08 May 2012

1 in 8 teens misuses painkillers

One in eight older teens has used opioid painkillers when they weren't prescribed – and many of them start misusing the medications earlier than assumed, according to new research.


One in eight older teens has used opioid painkillers when they weren't prescribed – and many of them start misusing the medications earlier than was previously assumed, according to new research.

The findings are based on two nationally-representative surveys that asked teenagers about their recent or lifetime use of prescription opioids, including oxycontin and codeine.

"The non-medical use of controlled medications in (teens) has surpassed almost all illicit drugs except for marijuana," said paediatrician Dr Robert Fortuna, from the University of Rochester Medical Centre in New York. "It's just an alarming trend."

Dr Fortuna, who wasn't involved in the new research, said more doctors are prescribing kids opioid painkillers for conditions like back or knee pain – and some of those drugs may end up getting used recreationally.

Kids still use meds as intended

But that doesn't mean any prescribing of oxycontin or a related drug is a bad idea in young people who really need them, researchers agreed.

"The majority of these kids are still using these medications as intended," said Dr Sean Esteban McCabe, from the University of Michigan in Ann Arbor, who led one of the new studies.

Dr McCabe and his colleagues analysed teenagers' drug-related responses on a general survey of behaviours and attitudes that was given to about 7,400 high school seniors in 2007 through 2009.

Of those teens – from 135 different public and private schools – about 13% said they had ever used prescription painkillers for non-medical reasons, such as to get high or to relieve pain without a doctor's oversight.

Opioid use to self treat pain

Teens who said they'd used the painkillers for non-medical purposes were more likely to smoke pot or cigarettes or to binge drink, compared with those who'd only taken the pills under a doctor's supervision or not at all.

Most of the kids who used the drugs recreationally had previously been prescribed them for a medical condition.

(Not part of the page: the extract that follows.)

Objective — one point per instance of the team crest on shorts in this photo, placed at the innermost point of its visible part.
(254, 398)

Teens may be using their own leftover medication for pain or recreational purposes, or may get painkillers from family members or friends who were prescribed the drugs, researchers said.

"There does seem to be a casual attitude held by some regarding sharing medications that have abuse potential," Dr McCabe said. "Some kids are using opioid medications to self-treat pain, and really they would benefit from a professional assessment for their pain management."

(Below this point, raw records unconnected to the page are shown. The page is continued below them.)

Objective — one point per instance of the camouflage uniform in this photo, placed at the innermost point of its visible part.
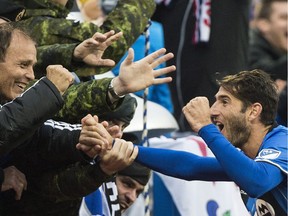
(87, 97)
(47, 23)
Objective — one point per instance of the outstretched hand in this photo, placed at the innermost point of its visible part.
(91, 50)
(135, 76)
(14, 179)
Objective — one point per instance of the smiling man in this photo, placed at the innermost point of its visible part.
(249, 147)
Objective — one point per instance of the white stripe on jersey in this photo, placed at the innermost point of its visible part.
(63, 125)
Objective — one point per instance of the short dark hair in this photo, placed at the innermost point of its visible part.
(7, 30)
(265, 9)
(251, 87)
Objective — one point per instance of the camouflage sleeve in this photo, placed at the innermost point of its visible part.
(50, 54)
(129, 16)
(84, 98)
(72, 182)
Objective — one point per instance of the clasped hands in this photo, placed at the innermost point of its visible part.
(96, 140)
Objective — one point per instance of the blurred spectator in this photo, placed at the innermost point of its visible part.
(268, 47)
(207, 38)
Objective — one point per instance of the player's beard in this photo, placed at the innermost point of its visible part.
(238, 131)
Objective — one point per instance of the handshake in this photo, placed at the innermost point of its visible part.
(103, 140)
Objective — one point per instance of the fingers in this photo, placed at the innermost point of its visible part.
(130, 57)
(162, 59)
(163, 71)
(100, 37)
(14, 179)
(113, 38)
(151, 57)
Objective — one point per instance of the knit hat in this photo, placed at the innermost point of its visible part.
(11, 11)
(137, 172)
(124, 113)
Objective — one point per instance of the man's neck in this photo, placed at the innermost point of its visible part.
(251, 148)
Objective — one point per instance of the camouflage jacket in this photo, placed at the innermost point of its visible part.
(86, 97)
(47, 23)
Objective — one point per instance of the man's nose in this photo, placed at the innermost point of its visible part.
(30, 74)
(132, 196)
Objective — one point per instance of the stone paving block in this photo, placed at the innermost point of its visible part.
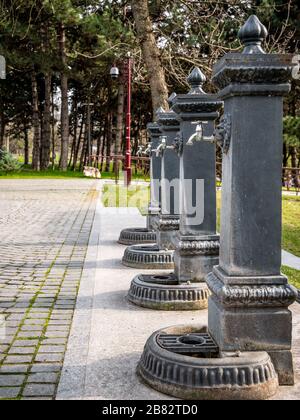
(45, 270)
(18, 359)
(43, 378)
(11, 380)
(54, 341)
(49, 357)
(14, 368)
(46, 367)
(22, 350)
(26, 343)
(51, 349)
(7, 393)
(35, 390)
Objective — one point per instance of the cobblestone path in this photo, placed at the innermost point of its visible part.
(44, 232)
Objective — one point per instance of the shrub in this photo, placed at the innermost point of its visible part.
(8, 163)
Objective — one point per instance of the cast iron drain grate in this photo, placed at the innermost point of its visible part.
(195, 344)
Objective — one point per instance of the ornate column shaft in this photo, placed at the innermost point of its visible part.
(198, 246)
(168, 224)
(248, 309)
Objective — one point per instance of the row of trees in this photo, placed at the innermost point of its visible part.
(59, 53)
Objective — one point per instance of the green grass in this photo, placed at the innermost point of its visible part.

Keep kids away from painkillers

Other survey data on 12- to 21-year olds revealed that most teens who took up the habit started using painkillers at age 16 or 17 – not at the end of high school or afterwards, as some research had suggested.

At age 16, one in 30 or 40 teens took their first non-medical painkillers, Dr James Anthony of Michigan State University in East Lansing and his colleagues reported in the Archives of Pediatrics & Adolescent Medicine alongside Dr McCabe's findings.

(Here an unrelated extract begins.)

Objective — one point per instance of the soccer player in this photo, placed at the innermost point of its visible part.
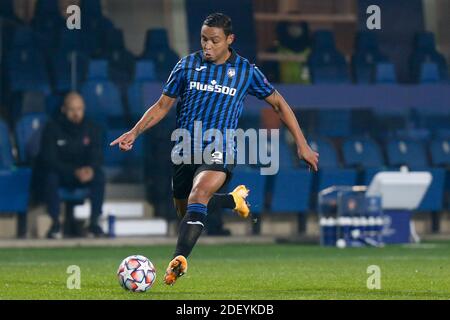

Among both younger kids and older teens that had never used painkillers recreationally, much fewer started experimenting with them each year in comparison, based on the survey of about 120 000 youth.

The findings suggest that programmes aimed at keeping kids away from painkillers should start early in high school, and not just aim at older teens or high school grads, Anthony said.

Dispose meds to avoid misuse

"Perhaps we've been thinking about this as an older adolescent phenomenon, or a problem that's more common among college students or high school seniors," he said.

But with that assumption, he added, "we're missing an opportunity for prevention of the problem of extra-medical drug use in these earlier teen years."

The 13% of high school seniors nationally who had used painkillers for non-medical purposes is lower than has been shown among some specific communities, such as Detroit, according to McCabe and his colleagues. So schools and communities may need to do their own analysis on whether prescription drug use is a problem for their youth before deciding how to move forward, the researchers concluded.

In the meantime, they said doctors can warn their younger patients about the abuse potential of painkillers, and parents can make sure the drugs are properly stored and disposed of to avoid misuse.